A norma constante do n.º 5 do artigo 6.º do RGICSF tem por efeito apenas a exclusão das SCR da supervisão do Banco de Portugal e transportá-la para a CMVC, como é reconhecido diretamente no preâmbulo do Decreto-Lei n.º 144/2019, de 23 de setembro. Essa alteração destinou-se a harmonizar o regime de supervisão aplicável aos próprios OIC, que já anteriormente estavam sujeitos à supervisão da CMVM.

E o do n.º 5 do artigo 6.º do RGICSF constitui uma ficção legal negativa, que tem apenas efeitos internos no RGICSF, não têm efeitos externos na ordem jurídica financeira nem posterga o direito estabelecido nos Regulamentos e Diretivas Europeias que classificam as SCR diretamente como instituições financeiras”.

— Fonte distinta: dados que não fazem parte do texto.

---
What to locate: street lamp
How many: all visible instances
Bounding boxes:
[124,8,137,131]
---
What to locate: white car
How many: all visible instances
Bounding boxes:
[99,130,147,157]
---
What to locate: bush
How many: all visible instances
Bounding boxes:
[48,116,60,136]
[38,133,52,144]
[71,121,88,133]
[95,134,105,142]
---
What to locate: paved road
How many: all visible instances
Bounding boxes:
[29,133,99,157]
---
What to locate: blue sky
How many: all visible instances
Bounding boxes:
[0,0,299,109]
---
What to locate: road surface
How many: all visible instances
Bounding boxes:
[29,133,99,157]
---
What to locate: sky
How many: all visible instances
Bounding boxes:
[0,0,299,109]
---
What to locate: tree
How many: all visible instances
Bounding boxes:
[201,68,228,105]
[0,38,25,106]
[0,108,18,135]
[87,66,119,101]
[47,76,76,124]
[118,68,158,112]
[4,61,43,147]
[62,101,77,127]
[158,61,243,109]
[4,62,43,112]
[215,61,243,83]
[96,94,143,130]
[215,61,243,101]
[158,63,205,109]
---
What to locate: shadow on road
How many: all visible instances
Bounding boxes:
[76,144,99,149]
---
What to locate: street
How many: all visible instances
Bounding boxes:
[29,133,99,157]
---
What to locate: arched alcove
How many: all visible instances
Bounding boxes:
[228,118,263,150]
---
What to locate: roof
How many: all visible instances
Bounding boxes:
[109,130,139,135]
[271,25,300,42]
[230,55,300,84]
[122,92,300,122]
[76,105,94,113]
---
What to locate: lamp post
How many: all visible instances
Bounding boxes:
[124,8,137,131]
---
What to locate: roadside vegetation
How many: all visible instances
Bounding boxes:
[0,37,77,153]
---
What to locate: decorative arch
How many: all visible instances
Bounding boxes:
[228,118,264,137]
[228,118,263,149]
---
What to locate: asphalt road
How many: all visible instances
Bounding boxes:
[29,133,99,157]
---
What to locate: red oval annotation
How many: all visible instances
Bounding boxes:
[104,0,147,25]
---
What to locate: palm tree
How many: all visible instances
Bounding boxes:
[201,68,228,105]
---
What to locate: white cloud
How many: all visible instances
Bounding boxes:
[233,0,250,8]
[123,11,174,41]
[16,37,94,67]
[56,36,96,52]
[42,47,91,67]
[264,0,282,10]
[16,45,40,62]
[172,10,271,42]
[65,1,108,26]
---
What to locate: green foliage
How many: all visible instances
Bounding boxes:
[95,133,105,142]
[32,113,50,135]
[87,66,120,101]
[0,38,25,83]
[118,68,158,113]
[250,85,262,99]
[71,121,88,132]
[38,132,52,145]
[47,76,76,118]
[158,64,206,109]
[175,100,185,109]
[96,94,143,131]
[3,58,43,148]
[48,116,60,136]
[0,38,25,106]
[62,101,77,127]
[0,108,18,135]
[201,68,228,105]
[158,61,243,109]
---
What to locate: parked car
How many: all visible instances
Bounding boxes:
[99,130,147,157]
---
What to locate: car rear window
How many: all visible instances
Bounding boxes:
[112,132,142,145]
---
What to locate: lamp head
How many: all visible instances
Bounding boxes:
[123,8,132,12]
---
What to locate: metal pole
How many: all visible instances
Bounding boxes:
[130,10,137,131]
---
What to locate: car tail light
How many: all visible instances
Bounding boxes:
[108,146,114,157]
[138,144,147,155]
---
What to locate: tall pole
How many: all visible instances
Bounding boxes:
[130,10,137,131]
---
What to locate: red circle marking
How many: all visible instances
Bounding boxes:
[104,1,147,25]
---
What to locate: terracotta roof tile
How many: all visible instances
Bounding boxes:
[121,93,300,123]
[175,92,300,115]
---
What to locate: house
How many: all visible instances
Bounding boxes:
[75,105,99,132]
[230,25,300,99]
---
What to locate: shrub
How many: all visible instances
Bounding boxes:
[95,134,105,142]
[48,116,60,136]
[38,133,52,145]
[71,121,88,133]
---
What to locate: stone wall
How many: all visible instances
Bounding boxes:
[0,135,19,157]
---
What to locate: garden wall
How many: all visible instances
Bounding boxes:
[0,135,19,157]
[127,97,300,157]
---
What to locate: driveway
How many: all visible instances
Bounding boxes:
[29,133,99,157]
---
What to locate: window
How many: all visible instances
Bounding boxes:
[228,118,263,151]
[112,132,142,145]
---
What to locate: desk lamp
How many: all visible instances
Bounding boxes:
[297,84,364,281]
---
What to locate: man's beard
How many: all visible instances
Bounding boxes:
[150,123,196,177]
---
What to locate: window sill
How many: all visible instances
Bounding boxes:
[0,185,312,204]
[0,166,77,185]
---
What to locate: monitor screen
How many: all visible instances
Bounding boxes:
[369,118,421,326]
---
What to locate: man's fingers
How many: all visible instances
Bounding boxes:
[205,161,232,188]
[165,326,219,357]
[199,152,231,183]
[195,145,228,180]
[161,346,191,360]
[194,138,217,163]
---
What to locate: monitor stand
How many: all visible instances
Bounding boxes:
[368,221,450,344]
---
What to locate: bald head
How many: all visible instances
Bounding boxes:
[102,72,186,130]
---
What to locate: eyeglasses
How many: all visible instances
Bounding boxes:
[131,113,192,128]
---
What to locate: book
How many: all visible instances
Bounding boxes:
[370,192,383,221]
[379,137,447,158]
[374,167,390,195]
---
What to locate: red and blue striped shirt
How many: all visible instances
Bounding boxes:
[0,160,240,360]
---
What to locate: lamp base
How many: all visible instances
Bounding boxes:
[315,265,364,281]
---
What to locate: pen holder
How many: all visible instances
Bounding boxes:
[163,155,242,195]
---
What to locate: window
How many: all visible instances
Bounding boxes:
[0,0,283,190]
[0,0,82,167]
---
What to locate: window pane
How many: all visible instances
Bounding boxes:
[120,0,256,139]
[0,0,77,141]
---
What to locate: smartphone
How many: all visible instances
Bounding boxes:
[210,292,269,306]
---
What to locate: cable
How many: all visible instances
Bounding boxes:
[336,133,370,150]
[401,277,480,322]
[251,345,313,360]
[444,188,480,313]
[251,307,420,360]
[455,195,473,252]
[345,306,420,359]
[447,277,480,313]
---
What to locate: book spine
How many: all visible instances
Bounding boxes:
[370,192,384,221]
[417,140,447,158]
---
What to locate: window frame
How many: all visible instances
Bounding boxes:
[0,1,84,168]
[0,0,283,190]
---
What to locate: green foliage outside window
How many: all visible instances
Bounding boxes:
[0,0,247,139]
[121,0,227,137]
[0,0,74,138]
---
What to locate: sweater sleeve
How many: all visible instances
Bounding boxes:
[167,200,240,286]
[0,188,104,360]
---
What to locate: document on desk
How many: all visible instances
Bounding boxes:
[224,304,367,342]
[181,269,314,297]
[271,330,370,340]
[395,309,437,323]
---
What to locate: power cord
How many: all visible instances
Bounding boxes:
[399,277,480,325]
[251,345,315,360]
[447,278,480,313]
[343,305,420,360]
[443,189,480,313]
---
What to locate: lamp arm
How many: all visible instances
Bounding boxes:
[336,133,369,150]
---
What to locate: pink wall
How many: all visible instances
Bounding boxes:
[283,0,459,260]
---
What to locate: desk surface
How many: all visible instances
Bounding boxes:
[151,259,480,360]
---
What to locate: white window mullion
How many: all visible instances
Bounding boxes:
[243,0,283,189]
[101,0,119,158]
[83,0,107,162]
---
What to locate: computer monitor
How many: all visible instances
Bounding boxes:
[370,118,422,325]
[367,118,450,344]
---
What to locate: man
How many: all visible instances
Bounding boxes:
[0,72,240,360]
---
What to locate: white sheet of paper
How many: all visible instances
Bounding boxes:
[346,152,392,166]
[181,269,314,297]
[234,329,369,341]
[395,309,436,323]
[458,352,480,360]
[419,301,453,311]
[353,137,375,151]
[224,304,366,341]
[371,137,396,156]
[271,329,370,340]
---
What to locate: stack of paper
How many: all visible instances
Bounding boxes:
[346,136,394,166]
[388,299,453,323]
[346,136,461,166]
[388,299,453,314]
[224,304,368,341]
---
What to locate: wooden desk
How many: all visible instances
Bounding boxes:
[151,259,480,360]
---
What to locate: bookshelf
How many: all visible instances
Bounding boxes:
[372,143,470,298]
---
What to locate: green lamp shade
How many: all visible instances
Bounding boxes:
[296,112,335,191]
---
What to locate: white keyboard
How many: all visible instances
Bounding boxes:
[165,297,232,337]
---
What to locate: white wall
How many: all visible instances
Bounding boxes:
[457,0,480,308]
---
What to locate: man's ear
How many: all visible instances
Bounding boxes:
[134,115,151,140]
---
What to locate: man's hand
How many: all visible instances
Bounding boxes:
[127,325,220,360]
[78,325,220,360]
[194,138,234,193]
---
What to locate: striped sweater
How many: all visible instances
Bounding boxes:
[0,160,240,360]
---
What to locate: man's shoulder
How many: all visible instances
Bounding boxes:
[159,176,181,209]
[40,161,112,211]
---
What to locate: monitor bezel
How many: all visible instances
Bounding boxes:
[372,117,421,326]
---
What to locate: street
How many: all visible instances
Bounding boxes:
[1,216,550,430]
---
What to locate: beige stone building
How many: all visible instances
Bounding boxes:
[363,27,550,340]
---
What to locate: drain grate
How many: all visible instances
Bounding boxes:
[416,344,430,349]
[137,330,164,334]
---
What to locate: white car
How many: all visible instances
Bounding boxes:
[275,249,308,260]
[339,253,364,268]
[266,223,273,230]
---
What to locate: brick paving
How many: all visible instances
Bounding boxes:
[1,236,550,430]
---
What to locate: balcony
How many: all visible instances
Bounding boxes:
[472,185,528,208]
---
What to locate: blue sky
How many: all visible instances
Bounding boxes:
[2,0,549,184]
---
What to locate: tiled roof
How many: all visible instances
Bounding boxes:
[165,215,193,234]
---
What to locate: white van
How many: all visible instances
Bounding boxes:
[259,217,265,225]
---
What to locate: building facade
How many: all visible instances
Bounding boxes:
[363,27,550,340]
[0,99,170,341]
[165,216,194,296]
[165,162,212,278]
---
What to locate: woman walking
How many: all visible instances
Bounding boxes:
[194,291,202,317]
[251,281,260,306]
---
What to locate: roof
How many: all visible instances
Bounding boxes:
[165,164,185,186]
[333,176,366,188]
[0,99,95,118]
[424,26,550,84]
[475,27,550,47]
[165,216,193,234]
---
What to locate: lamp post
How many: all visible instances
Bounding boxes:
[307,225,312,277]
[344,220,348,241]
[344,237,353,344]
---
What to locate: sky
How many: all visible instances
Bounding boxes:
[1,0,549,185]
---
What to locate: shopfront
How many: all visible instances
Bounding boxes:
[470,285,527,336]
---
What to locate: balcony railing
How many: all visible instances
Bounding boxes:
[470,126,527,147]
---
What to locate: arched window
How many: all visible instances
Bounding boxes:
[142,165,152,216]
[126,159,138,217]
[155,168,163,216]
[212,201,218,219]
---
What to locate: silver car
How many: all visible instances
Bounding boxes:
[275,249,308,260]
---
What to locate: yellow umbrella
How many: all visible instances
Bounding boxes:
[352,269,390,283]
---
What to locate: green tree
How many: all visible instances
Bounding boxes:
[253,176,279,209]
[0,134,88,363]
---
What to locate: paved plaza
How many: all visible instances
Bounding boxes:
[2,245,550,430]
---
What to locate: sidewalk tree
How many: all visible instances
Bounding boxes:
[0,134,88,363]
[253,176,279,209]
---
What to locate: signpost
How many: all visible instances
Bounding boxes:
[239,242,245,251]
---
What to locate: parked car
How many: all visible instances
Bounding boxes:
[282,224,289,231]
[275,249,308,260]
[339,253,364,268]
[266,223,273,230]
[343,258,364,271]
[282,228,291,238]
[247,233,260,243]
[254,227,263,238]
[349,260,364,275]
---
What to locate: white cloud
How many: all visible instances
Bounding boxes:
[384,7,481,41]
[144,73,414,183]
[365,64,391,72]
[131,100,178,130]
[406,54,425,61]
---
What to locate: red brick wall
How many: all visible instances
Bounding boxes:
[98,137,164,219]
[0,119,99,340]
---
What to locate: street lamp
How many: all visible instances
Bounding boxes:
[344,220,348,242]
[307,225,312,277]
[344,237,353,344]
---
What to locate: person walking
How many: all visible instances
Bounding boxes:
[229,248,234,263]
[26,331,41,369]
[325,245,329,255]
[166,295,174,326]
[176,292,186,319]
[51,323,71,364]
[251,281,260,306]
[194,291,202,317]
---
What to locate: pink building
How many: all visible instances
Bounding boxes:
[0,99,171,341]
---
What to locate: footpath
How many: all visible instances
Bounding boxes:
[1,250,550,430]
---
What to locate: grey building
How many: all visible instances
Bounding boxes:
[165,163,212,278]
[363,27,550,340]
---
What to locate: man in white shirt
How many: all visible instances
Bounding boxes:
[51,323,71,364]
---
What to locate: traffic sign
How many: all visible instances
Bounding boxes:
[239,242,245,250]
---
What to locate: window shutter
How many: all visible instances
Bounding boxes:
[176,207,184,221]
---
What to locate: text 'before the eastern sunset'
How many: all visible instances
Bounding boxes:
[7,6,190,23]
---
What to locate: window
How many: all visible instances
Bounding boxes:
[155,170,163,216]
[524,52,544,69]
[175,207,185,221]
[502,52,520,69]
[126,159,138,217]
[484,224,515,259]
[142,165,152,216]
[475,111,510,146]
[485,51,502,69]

[4] Lê-se no ponto (80) do Regulamento (UE) n.º 575/2013, do Parlamento Europeu e do Conselho, de 26 de junho de 2013, “Relativamente aos grupos que dispõem quer de importantes atividades bancárias ou de investimento, quer de importantes atividades de seguro, a Diretiva 2002/87/CE do Parlamento Europeu e do Conselho, de 16 de dezembro de 2002, relativa à supervisão complementar de instituições de crédito, empresas de seguros e empresas de investimento de um conglomerado financeiro (1) prevê regras específicas para tratar essa "dupla utilização de fundos próprios". A Diretiva 2002/87/CE assenta em princípios acordados a nível internacional para fazer face aos riscos em todos os setores. O presente regulamento reforça o modo de aplicação dessas regras sobre tais conglomerados financeiros aos grupos de bancos e empresas de investimento, garantindo a solidez e coerência da mesma. As eventuais alterações necessárias serão abordadas no âmbito do reexame da Diretiva 2002/87/CE, que deverá ser efetuado em 2015” e lê-se no ponto (96) “As instituições deverão acompanhar o nível e as variações do rácio de alavancagem, bem como o risco de alavancagem enquanto parte do processo de avaliação da adequação do capital interno (ICAAP). Tal acompanhamento deverá ser integrado no processo de supervisão. Designadamente após a entrada em vigor dos requisitos relativos ao rácio de alavancagem, as autoridades competentes deverão acompanhar os desenvolvimentos verificados nos modelos empresariais e no correspondente perfil de risco de modo a assegurar uma classificação correta e atualizada das instituições.”